Guido Meyer war noch Student, als er 1992 mit seinem Kommilitonen Marcel Kolvenbach die "Mach's-mit"-Kampagne erfand - und damit den Grundstein für alle weiteren Plakatkampagnen gegen Aids in Deutschland legte. Mehr als zehn Jahre lang ersann der Werber immer neue Ideen, wie er deutsche Städte mit Bildern übergroßer Kondome plakatieren und so die Menschen aufrütteln könnte - ein Gespräch zum Welt-Aids-Tag an diesem Mittwoch.

Der Blick durch die rosarote Kondombrille war Guido Meyers erste Plakatidee. (Foto: Fotograf: ag.ap)

SZ: Hallo Herr Meyer, wussten Sie, dass die Deutschen im vergangenen Jahr 215 Millionen Kondome gekauft haben, so viele wie noch nie?

Meyer: Die genaue Zahl kannte ich nicht. Und ob wirklich 215 Millionen Kondome im entscheidenden Moment benutzt wurden, weiß ich auch nicht. Aber sicherlich ist der Umgang mit dem Thema Verhütung und Kondome unverkrampfter geworden. Zum Glück.

SZ: Betrachten Sie das auch als Ihr Verdienst?

Meyer: Nur zu einem kleinen Teil. Die Kampagne hat ja die Bundeszentrale für gesundheitliche Aufklärung organisiert. Von mir und Marcel Kolvenbach stammt nur die Idee, das Kondom erstmals spielerisch und charmant auf Postern abzubilden - und es nicht als notwendiges, peinliches Übel zu behandeln, wie es bis dahin meistens der Fall war.

SZ: Wie kamen Sie auf die Idee?

Meyer: Anfang der neunziger Jahre war das Thema Aids allgegenwärtig, aber Kondome wurden trotzdem selten benutzt. Unser Professor an der Fachhochschule Düsseldorf gab uns die Aufgabe, zu überlegen, wie man das Kondom aus der Schmuddelecke herausholen und zu einem ganz normalen Drogerieartikel machen könnte.

SZ: Und so hatten Sie den Einfall mit der "rosa Tütchenbrille"?

Meyer: Richtig, das war unser erstes Motiv. Unsere Idee war: Wir machen das Kondom zum Helden. Das haben wir uns damals von der Kampagne für Lucky- Strikes-Zigaretten abgeguckt. Die zeigen ja auch nichts mehr als ihr Produkt mit einem lustigen Spruch dazu. Wir haben uns gesagt: Was mit Zigaretten geht, muss doch auch mit Kondomen funktionieren.

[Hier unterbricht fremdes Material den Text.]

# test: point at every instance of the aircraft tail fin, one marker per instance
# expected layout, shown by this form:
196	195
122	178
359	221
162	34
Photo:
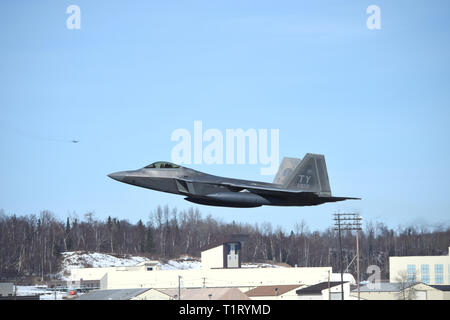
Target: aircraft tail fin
285	170
310	175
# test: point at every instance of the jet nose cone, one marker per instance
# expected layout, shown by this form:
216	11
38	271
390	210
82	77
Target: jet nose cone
119	176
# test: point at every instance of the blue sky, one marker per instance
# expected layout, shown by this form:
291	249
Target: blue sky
375	102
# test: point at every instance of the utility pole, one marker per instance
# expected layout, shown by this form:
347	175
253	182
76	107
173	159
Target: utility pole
329	286
348	222
179	287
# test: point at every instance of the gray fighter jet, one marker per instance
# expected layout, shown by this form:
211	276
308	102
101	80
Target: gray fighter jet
298	182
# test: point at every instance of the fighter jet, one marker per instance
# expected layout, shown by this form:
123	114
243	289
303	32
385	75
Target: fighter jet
298	182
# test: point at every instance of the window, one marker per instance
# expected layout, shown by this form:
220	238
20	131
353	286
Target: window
162	165
411	272
439	274
425	273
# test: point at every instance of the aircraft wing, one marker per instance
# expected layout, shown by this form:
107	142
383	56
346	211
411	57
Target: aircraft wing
266	190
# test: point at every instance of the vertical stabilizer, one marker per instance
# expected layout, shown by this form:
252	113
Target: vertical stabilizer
286	169
310	175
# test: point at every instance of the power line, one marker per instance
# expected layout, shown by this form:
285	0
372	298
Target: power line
347	222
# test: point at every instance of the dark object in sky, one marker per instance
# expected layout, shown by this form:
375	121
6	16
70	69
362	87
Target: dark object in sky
299	182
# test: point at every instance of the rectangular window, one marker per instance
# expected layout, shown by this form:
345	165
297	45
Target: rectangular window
425	273
411	272
439	274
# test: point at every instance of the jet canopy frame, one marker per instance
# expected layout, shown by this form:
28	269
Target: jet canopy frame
162	165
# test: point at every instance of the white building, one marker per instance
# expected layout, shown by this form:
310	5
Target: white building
325	291
221	267
433	270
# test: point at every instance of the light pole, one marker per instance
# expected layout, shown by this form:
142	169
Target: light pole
348	222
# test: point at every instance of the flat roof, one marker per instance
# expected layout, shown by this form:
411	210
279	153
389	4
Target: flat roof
273	290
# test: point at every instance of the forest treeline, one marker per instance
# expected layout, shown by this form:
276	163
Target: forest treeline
30	245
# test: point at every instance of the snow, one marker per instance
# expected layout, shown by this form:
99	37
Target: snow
80	259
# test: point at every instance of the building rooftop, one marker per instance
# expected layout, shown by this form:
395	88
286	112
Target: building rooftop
269	291
317	288
116	294
385	286
206	293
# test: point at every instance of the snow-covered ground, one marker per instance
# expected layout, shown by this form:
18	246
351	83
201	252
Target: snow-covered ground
79	259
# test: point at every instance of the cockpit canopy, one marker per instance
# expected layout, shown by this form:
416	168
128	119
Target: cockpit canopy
162	165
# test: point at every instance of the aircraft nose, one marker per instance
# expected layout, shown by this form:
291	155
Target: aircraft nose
119	176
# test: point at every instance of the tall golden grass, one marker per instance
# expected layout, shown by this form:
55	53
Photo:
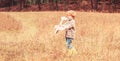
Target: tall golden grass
97	37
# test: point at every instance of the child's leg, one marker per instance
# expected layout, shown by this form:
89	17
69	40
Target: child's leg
68	42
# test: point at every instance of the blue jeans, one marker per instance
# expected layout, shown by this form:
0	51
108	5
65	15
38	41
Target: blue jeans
68	42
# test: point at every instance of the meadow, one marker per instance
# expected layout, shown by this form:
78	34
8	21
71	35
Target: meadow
29	36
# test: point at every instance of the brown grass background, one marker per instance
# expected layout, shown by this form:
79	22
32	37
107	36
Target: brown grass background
29	36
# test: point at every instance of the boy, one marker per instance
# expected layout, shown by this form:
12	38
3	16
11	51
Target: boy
69	27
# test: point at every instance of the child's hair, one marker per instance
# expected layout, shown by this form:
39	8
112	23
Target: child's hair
71	13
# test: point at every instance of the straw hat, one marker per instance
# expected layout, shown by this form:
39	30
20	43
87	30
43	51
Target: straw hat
71	13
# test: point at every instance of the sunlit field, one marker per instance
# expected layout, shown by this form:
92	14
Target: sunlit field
29	36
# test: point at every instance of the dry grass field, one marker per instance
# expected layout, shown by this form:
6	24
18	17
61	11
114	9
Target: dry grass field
29	36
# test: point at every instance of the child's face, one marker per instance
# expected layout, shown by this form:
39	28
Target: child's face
69	16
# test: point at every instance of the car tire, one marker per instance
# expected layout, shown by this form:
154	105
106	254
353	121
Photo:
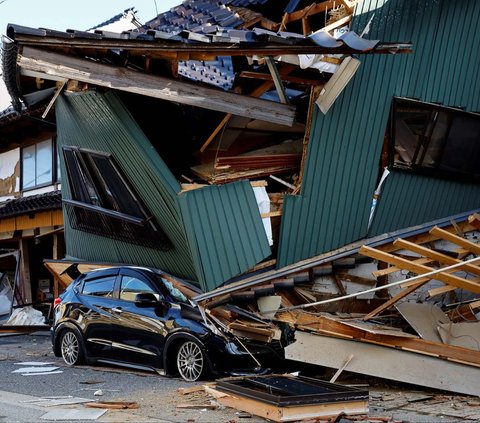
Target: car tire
192	363
71	347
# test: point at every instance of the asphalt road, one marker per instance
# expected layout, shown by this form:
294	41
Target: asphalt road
156	395
158	398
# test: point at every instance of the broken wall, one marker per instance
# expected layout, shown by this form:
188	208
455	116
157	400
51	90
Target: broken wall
345	144
216	232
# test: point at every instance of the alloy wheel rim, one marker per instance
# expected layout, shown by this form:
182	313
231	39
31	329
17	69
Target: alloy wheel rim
70	348
190	361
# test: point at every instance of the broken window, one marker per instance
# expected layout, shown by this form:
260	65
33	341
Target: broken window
434	139
103	202
38	165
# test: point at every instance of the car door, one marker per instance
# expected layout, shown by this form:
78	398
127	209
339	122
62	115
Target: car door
139	335
98	297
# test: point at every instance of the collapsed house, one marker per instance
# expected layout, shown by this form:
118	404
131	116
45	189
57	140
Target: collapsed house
261	149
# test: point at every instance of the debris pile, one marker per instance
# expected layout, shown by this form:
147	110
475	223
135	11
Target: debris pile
385	311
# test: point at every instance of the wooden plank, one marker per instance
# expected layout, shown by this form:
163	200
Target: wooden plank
389	363
393	269
395	299
314	92
256	93
288	414
154	86
272	67
434	255
441	290
420	269
423	318
455	239
276	213
337	83
332	327
344	276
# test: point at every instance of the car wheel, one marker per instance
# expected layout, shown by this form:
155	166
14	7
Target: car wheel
191	361
71	348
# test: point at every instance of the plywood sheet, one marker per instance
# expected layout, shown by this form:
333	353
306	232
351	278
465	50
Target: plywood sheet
464	334
423	318
384	362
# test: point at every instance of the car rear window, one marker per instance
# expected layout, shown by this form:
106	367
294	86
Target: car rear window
101	287
131	286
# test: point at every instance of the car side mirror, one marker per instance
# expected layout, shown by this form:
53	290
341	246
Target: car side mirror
146	299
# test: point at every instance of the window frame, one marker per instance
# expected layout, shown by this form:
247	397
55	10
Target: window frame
140	228
54	162
419	168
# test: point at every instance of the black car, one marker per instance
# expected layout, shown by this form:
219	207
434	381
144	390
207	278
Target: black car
136	317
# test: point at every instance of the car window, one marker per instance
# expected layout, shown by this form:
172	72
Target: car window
130	286
174	292
101	287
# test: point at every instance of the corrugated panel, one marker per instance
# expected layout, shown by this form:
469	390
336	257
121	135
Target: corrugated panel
100	122
342	164
408	200
225	231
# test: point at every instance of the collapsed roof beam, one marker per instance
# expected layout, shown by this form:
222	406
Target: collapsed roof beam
54	65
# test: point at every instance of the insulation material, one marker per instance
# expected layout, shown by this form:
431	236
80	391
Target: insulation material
263	202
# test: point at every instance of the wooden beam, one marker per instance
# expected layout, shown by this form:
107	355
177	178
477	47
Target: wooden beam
337	24
394	299
123	79
455	239
314	92
25	275
255	93
282	94
419	269
434	255
426	237
474	220
393	269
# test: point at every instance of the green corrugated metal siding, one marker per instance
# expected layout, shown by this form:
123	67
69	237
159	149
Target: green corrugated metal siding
225	230
344	149
100	122
407	200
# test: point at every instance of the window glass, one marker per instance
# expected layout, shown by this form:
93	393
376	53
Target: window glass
131	286
102	287
436	139
37	164
28	167
44	162
174	292
110	208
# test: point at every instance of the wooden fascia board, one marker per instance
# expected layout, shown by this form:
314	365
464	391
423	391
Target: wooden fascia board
60	65
183	51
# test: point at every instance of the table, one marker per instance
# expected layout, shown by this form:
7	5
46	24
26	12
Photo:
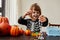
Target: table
20	37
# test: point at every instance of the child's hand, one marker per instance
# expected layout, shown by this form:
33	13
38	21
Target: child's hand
42	18
29	13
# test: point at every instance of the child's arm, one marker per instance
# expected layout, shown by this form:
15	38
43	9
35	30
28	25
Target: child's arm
45	23
43	20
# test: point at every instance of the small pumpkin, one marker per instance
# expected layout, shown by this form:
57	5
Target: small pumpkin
14	30
21	31
28	32
4	28
5	19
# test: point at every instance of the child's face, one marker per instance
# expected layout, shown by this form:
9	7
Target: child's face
35	14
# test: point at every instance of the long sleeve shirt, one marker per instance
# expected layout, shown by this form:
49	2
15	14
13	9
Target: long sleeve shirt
32	25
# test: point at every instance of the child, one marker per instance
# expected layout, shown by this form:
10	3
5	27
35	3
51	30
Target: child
36	20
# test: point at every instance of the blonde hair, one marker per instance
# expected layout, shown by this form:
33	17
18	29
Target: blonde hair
36	7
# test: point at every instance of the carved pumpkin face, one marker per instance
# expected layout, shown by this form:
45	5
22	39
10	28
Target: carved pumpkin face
14	30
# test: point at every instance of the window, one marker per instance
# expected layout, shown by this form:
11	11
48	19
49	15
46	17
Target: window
2	7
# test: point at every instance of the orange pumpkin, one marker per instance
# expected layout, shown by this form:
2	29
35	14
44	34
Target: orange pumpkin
21	31
27	32
4	28
14	30
5	19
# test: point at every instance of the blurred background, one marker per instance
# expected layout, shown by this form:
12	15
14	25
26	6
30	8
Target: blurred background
13	9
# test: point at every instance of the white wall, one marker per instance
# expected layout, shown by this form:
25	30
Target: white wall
50	8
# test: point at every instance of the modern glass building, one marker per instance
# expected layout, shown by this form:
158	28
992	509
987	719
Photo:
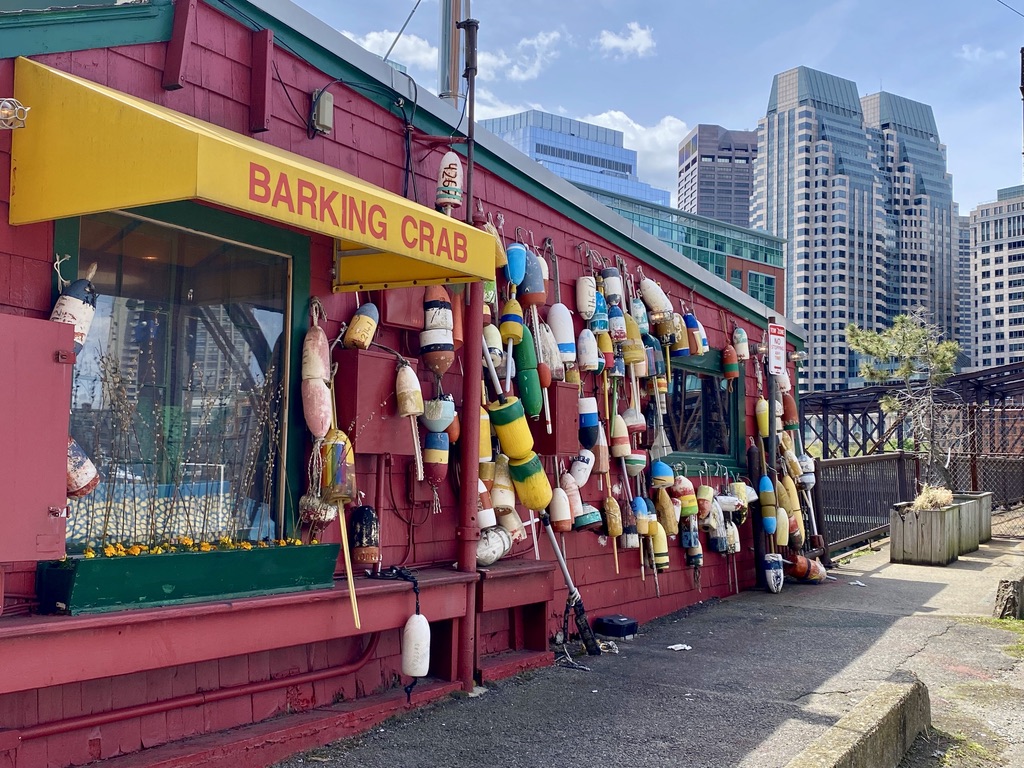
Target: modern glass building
581	153
716	173
750	260
858	188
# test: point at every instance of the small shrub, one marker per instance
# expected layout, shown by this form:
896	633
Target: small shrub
932	497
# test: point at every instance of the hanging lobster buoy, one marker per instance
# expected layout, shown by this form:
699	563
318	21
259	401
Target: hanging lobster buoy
774	577
599	320
730	364
740	343
662	475
416	646
559	512
515	269
77	306
582	467
531	485
589	421
82	474
587	352
532	290
435	458
638	311
612	286
509	421
438	414
766	495
560	322
658	305
366	536
586	296
485	516
659	543
450	186
361	328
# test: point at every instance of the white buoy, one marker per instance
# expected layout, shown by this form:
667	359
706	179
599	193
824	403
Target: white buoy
416	646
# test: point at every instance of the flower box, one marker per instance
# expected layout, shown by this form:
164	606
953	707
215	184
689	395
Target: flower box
103	584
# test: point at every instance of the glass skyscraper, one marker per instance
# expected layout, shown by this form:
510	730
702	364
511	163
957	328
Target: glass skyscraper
858	187
581	153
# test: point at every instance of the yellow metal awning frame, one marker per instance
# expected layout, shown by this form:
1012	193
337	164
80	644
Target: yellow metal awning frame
90	148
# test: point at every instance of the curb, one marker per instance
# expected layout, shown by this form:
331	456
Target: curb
877	733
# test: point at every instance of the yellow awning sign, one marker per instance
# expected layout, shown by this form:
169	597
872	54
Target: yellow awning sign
90	148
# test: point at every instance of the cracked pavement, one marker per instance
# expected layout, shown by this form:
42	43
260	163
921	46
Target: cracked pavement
767	674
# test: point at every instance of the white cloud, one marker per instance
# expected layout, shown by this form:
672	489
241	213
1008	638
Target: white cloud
656	145
978	54
530	57
411	50
636	41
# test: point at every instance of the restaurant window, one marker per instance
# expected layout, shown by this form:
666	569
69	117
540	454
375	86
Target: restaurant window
179	390
700	408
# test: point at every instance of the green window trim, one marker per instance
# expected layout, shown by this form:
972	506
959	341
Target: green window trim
226	225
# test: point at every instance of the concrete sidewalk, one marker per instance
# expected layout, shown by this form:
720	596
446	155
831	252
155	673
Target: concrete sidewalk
766	676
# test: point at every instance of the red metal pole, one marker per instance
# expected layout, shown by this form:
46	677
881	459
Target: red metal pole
469	530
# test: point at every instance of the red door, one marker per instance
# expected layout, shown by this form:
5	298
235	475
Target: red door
36	359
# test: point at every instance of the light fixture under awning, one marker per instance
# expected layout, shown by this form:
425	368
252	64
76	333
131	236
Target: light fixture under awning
91	148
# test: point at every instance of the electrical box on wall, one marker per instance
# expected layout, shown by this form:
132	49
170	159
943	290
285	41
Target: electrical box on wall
323	112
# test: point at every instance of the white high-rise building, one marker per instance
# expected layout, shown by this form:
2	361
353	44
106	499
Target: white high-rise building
859	189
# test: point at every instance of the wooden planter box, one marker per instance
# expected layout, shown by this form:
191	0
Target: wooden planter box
984	499
927	538
970	522
102	584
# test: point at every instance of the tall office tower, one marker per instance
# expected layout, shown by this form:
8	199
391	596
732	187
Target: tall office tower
997	278
578	152
858	188
716	171
964	289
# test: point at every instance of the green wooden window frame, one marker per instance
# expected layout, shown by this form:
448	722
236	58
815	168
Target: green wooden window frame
205	220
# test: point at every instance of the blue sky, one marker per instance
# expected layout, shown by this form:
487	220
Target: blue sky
653	69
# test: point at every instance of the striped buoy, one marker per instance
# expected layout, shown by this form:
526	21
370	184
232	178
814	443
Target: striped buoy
531	485
82	474
639	313
616	325
659	543
612	286
740	343
532	290
589	421
509	421
361	328
599	320
450	186
658	305
582	467
620	437
662	475
560	322
366	525
601	462
666	512
587	352
438	414
559	513
606	351
730	364
515	269
612	517
435	458
766	495
586	296
77	306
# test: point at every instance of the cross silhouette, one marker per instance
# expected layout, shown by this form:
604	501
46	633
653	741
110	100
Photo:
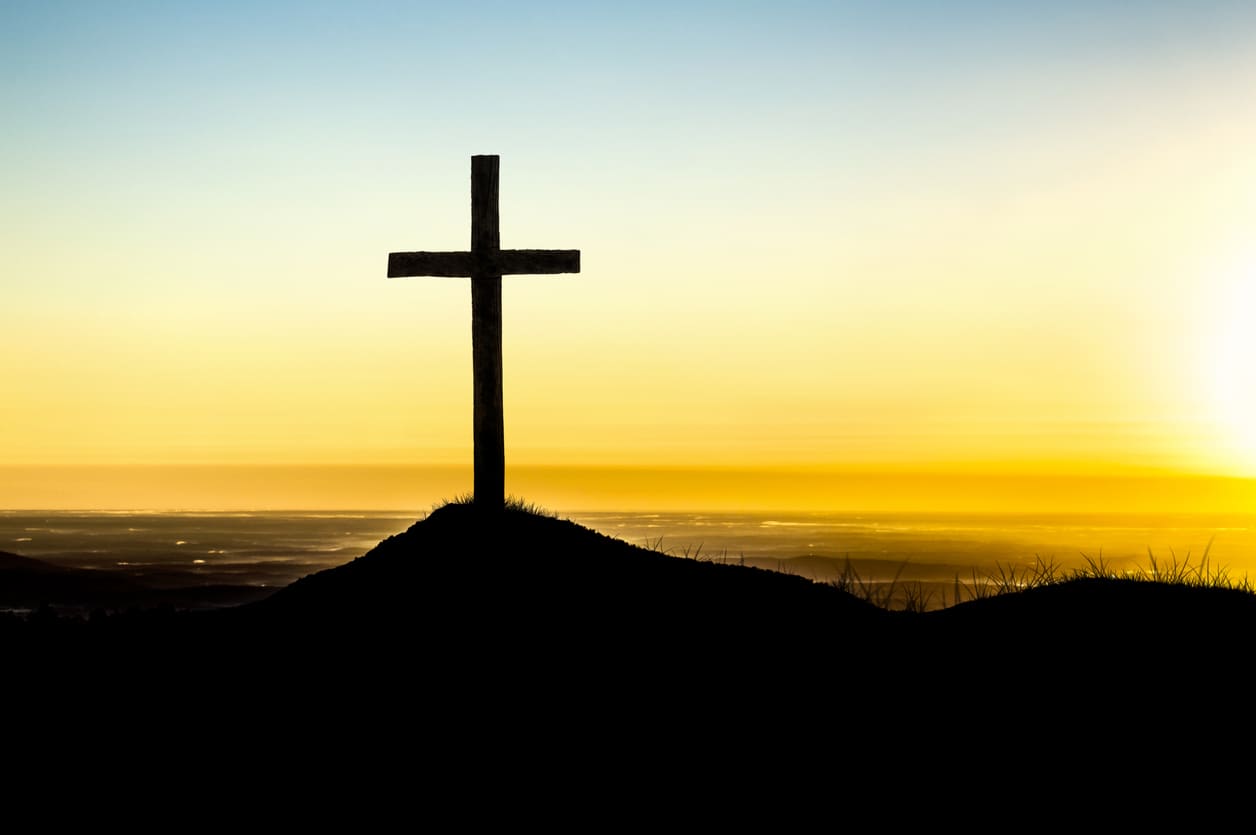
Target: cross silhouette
485	265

SZ: Gab es eigentlich Ärger, als Ihre übergroßen Tütchen plötzlich die Städte schmückten?

Meyer: Nur ein bisschen. Manche fühlten sich provoziert, ein paar Kirchenleute haben uns angeschrieben, aber sonst waren die Reaktionen positiv, vor allem von den jüngeren Menschen. Und die wollten wir ja gerade erreichen.

SZ: Ihre Plakate wurden hunderttausendfach in Deutschland aufgehängt und ausgezeichnet, es gab Kinospots, sogar im Ausland wurde Ihre Idee übernommen. Trotzdem sieht man die Motive heute seltener. Warum?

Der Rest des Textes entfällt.